- Born: 27 February 1917 Falkirk, Scotland
- Died: 27 August 2002 (aged 85) Albrighton, England
- Occupations: Musician, singer, television personality

= George Mitchell (Scottish musician) =

Scottish musician (1917–2002)

George Mitchell (27 February 1917 – 27 August 2002) was a Scottish musician, best known for having devised the long-running The Black and White Minstrel Show.

== Biography ==
He was born in Falkirk, Scotland. Mitchell's grandfather was well-known Scottish choir master John Laing, and both of his parents were amateur singers. He was educated at Southgate County School in North London. Mitchell was an accountant before his World War II military service. During the war, he served with the Royal Army Pay Corps at Finsbury Circus. This posting enabled him to organise choirs within the armed forces and put on shows at the Cripplegate Theatre, among others. This led to appearances on many BBC Radio shows.

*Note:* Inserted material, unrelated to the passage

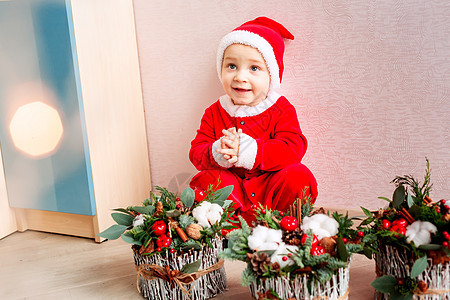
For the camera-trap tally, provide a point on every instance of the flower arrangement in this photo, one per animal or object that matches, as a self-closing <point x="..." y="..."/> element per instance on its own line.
<point x="411" y="242"/>
<point x="300" y="254"/>
<point x="176" y="241"/>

The choir continued after the war, and soon no radio programme was complete without its quota of Mitchell Singers, often performing under different names. Given their own radio show in 1950, the George Mitchell Glee Club, George and his singers continued to perform in hundreds of radio and stage shows and appeared in several films. They also had several hit records. In 1957, the George Mitchell Minstrels first appeared at the annual Earl's Court Radio Show, a programme which was televised. From 1958, the Minstrels, in red make-up which looked black on camera, became an enormous hit, with a peak viewing audience of 16.5 million viewers in 1964. It won the Golden Rose of Montreux for Best TV Show in the World in 1961.

The show appeared in a prime-time television slot for twenty years, as well as spawning two touring stage shows, one in the UK and one in Australia, and a permanent one in London which ran from 1962 until 1972 at the Victoria Palace Theatre, with a further year at the New Victoria. During the 1970s, the television show's popularity declined, partly because of the style of music becoming dated, and partly because of an increase in racial awareness. It was axed by the BBC after several unsuccessful attempts to change the format. The final episode was broadcast in 1978.

Mitchell was awarded the OBE in 1975.